Bits and Pieces
Looking Back with Bob Hyslop
For the past month or so, I have been corresponding with one of our readers, Bob Hyslop, who shared with me some memories from the 1950s of the Air Force Base at Clinton, Ontario. Recently, Bob sent me a note about his own beginnings in flying since we had shared experiences in a J3 at the Flying Club in nearby Goderich
Bob Hyslop reminisces about the area around the Goderich airport; the home of Keith Hopkinson and a hotbed of aviation activity in the '50's. With Bob's permission, I have reprinted part of his story here for your enjoyment. - Jack Dueck
Flatter than soup on a platter, it attracted barnstormers and it's where I saw my first aircraft; a Pitcairn Autogyro. (This aircraft was featured in Sport Aviation with the picture of the logbook page of 1931, reading 'touring north of London').
At the end of WWII, the peacetime Air Force was reforming. I became a member and trained as an aircraft technician at Camp Borden. While there I frequently babysat for the chief instructor whose home was next to the barracks. On graduation he said, "I'm sending you to Centralia. It is to be the #1 flying training school and you will have many opportunities to fly." That I certainly did; however, pilot selection for training required two years college, so I went to London for a private ticket on the Aeronca 2A.
"A roommate, Cy Dunbar, caught the enthusiasm and decided to learn [to fly] in Goderich as its trainer was a Tiger Moth. The instructor, janitor, head-hauncho and assistant engineer was Bill Pepplar, later to become a long time manager/director of COPA."
I flew Cy to Goderich for a first lesson, in a J3, CF-DAW, owned by Larry Snider of Exeter, which he had rented for 6 dollars an hour. Gus Chisholm, who built the second Canadian homebuilt, signed off the maintenance for DAW.
It was a turbulent day for the first lesson in a Tiger Moth, and from my viewpoint atop the WWII hangar, it was a sight, not of comfort, as they passed close by the landing approach.
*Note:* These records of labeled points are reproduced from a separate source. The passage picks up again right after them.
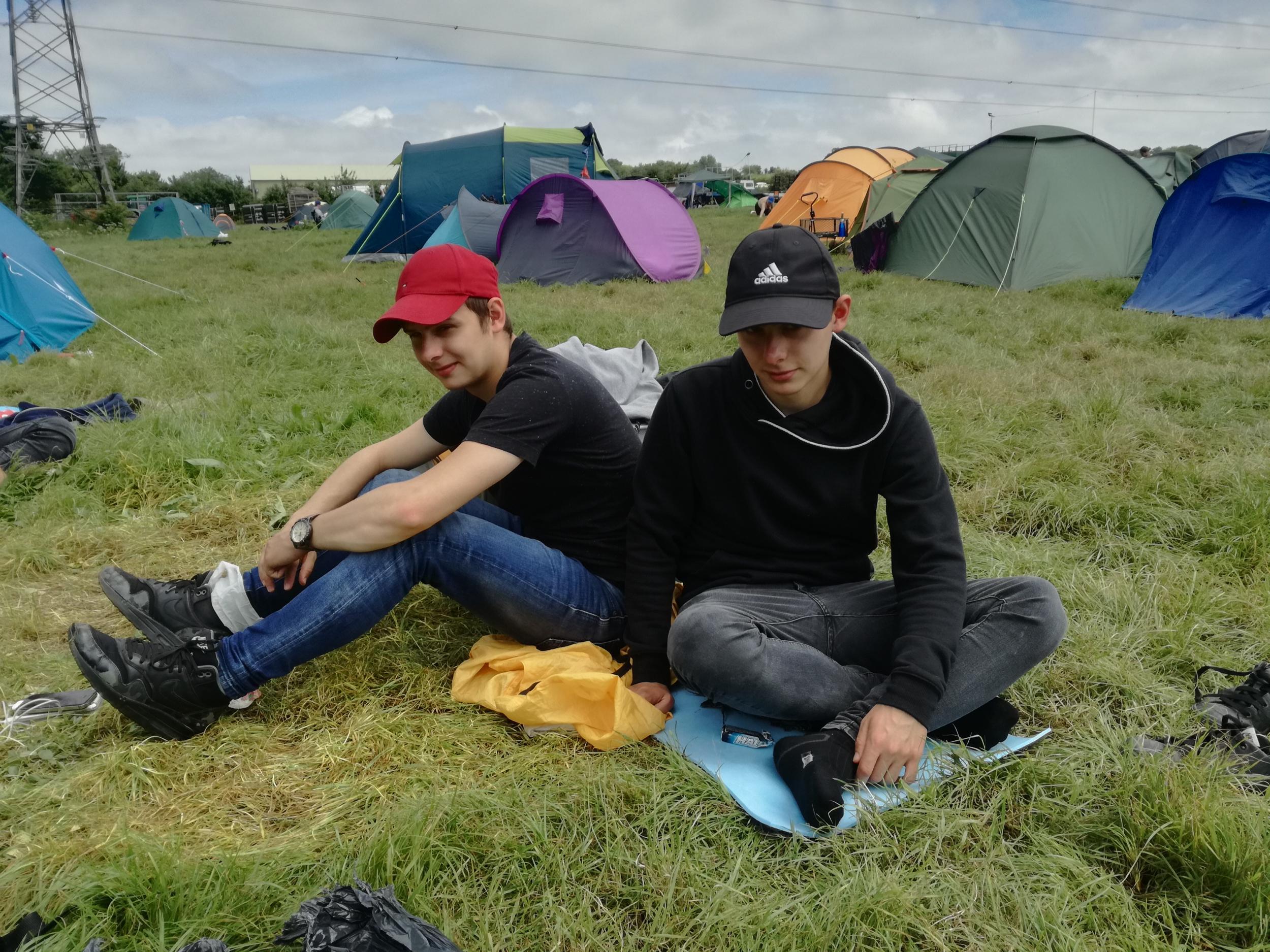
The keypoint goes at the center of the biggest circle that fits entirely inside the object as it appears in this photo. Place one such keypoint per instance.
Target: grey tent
(1169, 169)
(1256, 141)
(471, 224)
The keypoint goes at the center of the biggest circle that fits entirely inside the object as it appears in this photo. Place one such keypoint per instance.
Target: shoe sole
(116, 588)
(108, 683)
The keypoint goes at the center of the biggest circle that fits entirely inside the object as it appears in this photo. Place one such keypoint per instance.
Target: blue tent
(471, 224)
(492, 166)
(172, 217)
(1212, 244)
(41, 309)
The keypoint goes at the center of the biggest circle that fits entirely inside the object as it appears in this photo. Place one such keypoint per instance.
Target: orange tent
(836, 187)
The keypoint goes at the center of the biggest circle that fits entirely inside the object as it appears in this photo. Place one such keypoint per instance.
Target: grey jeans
(822, 654)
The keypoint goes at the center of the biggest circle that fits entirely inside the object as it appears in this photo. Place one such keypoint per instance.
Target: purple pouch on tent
(553, 209)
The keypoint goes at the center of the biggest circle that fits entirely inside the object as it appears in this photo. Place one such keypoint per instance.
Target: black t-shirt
(573, 491)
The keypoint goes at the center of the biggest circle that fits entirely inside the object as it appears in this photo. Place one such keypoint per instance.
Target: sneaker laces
(1249, 700)
(179, 658)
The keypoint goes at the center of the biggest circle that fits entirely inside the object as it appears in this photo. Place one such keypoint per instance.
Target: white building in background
(299, 176)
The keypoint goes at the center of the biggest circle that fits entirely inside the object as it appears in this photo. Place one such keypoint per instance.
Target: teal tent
(172, 217)
(41, 308)
(493, 166)
(351, 210)
(471, 224)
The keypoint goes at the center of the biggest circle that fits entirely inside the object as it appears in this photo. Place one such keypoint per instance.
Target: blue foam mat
(750, 776)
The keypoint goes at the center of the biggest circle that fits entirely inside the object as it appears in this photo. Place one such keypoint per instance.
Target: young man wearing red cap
(758, 486)
(544, 565)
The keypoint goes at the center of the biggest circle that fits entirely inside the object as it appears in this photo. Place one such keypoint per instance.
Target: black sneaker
(171, 691)
(816, 767)
(161, 610)
(1245, 707)
(1249, 761)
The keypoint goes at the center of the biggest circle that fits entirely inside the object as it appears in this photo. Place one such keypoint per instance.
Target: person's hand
(306, 567)
(888, 742)
(657, 695)
(281, 560)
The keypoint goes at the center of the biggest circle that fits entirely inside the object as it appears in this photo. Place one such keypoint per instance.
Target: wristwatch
(303, 532)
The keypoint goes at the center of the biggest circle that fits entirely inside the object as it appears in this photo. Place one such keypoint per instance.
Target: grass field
(1124, 456)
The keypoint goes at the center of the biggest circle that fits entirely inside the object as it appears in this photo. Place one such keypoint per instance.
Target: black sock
(983, 728)
(817, 767)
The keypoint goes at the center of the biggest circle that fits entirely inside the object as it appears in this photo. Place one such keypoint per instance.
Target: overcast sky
(178, 105)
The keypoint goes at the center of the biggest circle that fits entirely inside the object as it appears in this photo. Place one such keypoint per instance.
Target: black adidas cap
(779, 276)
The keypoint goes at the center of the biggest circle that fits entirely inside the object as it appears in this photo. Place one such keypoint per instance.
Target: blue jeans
(477, 556)
(794, 653)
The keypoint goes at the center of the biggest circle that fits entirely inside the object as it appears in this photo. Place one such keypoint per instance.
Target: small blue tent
(1212, 244)
(172, 217)
(493, 166)
(471, 224)
(41, 309)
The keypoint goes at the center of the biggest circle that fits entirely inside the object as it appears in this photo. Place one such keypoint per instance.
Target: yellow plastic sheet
(573, 684)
The canopy was back with Cy's head over the side losing his breakfast, and with the diminutive Bill Pepplar dodging back and forth to see by the six-foot plus frame blocking his vision.
Not the kind of start you might expect from one about to begin an outstanding career-in flight instructing, search and rescue, command instrument check pilot, airline captain, chief pilot Heritage Lancaster, and I believe, the pilot that flew the Lancaster to Goderich for its original Canadian Legion static display. It was the same Lanc' that was our 'duckboat', a safety aircraft out of Goosebay, when I ferried a CF100 to Europe in 1958. Cy was the skipper; he left right after the 4 a.m. briefing to be in position, but just as we departed he arrived back in the circuit with an engine out and an "I'm sorry I can't help you today, chaps."
So we continued to meet in this fashion, so common in the aviation world.